Abalone Mushrooms with 6-Minute Eggs

Abalone or king mushrooms are meaty and flavourful — an excellent base for a soft-boiled egg. Garlicky and sweet, Romesco sauce adds a punch of flavour to the pairing. Garnish with any kind of seedlings you can find.

Ingredients

8 oz (250 g) abalone mushrooms, trimmed
Salt and freshly ground pepper
3 tbsp (45 mL) butter
2 eggs
2 cups (500 mL) mustard seedlings or another kind of seedlings

Directions

  1. Cut mushrooms lengthwise into ⅛-inch (3 mm) slices. Season with salt and pepper.
  2. Heat butter in a large skillet over medium heat.

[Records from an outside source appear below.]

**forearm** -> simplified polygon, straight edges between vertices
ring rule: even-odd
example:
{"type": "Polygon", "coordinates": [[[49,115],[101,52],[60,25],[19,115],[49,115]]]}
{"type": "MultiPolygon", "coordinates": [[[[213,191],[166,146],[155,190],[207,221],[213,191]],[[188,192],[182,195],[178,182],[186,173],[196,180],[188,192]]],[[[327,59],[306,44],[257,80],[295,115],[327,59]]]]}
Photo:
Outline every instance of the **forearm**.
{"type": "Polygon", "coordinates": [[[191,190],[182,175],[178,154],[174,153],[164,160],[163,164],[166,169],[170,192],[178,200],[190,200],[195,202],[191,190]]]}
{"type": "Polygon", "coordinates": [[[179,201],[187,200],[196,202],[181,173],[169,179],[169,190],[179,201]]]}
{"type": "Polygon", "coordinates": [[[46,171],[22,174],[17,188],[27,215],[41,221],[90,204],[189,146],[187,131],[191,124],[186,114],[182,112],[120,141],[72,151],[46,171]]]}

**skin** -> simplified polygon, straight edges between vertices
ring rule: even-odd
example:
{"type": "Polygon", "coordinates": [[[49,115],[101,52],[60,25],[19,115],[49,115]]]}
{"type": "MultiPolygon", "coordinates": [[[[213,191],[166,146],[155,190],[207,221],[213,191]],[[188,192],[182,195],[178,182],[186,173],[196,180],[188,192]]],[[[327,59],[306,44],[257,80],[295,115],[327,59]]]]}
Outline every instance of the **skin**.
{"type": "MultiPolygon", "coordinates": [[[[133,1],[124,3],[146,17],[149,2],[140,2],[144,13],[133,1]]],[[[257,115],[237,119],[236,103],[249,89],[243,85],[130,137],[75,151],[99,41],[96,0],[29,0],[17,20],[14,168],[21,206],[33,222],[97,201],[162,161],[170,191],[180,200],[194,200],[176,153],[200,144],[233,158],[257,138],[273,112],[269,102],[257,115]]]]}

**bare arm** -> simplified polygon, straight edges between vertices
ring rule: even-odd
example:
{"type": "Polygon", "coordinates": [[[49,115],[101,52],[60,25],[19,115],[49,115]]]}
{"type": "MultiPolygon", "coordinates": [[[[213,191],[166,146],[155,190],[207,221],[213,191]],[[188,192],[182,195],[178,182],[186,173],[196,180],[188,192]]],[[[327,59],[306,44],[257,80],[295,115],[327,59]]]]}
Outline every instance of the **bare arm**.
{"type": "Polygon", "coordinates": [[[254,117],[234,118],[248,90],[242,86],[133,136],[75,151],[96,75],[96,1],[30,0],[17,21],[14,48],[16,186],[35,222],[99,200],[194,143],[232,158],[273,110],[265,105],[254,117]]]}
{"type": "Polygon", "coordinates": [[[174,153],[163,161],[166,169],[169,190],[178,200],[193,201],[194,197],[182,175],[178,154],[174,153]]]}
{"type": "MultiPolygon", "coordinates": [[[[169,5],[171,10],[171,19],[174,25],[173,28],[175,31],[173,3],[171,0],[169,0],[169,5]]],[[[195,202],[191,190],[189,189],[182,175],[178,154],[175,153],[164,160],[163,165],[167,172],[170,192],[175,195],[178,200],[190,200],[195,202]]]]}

Add mushrooms and cook for 6 to 8 minutes, or until tender and golden on both sides. Set aside; reheat when needed.
  3. Bring a small pot of water to a boil. Add eggs and boil for 6 minutes. Drain, running under cold water until cold, then peel.
  4. Divide warm mushroom slices among 4 plates. Cut each egg in half and place yolk-side up on plates. Sprinkle with salt and pepper. Serve with Romesco Sauce (recipe follows) drizzled around plates. Top with seedlings.

Serves 4


Romesco Sauce

For the sake of authenticity, you can use a mortar and pestle to pound all the ingredients together. Otherwise, opt for a food processor. The roasted red pepper in this recipe can be homemade or store-bought — try the Italian variety, available in a jar. For a truly authentic dish, use a mild New Mexican dried red pepper like guajillo or ancho, or substitute another ½ tsp (2 mL) smoked Spanish paprika and pinch cayenne.

Ingredients

1 dried New Mexican or ancho chili pepper
⅓ cup (80 mL) olive oil, divided
½ cup (125 mL) slivered almonds
¼ cup (60 mL) fresh bread crumbs
½ cup (125 mL) chopped fresh or canned tomatoes
½ cup (125 mL) chopped roasted red pepper
1 tsp (5 mL) chopped garlic
½ tsp (2 mL) sweet Spanish paprika
1 tbsp (15 mL) sherry vinegar
Salt to taste

Directions

  1. Pour boiling water over the chili and let sit for 30 minutes, until softened. Cut chili open, and remove and discard seeds. Chop up chili.
  2. Heat 2 tbsp (30 mL) oil in a skillet over medium heat. Add almonds and sauté for 2 to 3 minutes, until lightly browned. Add bread crumbs and sauté until golden, about 1 minute. Remove from heat and stir in chopped chili.
  3. Place skillet ingredients in a food processor, along with remaining ¼ cup (60 mL) oil, tomatoes, red peppers, garlic and paprika. Process until smooth, then add vinegar. Season with salt. If purée is too thick, thin with a little water.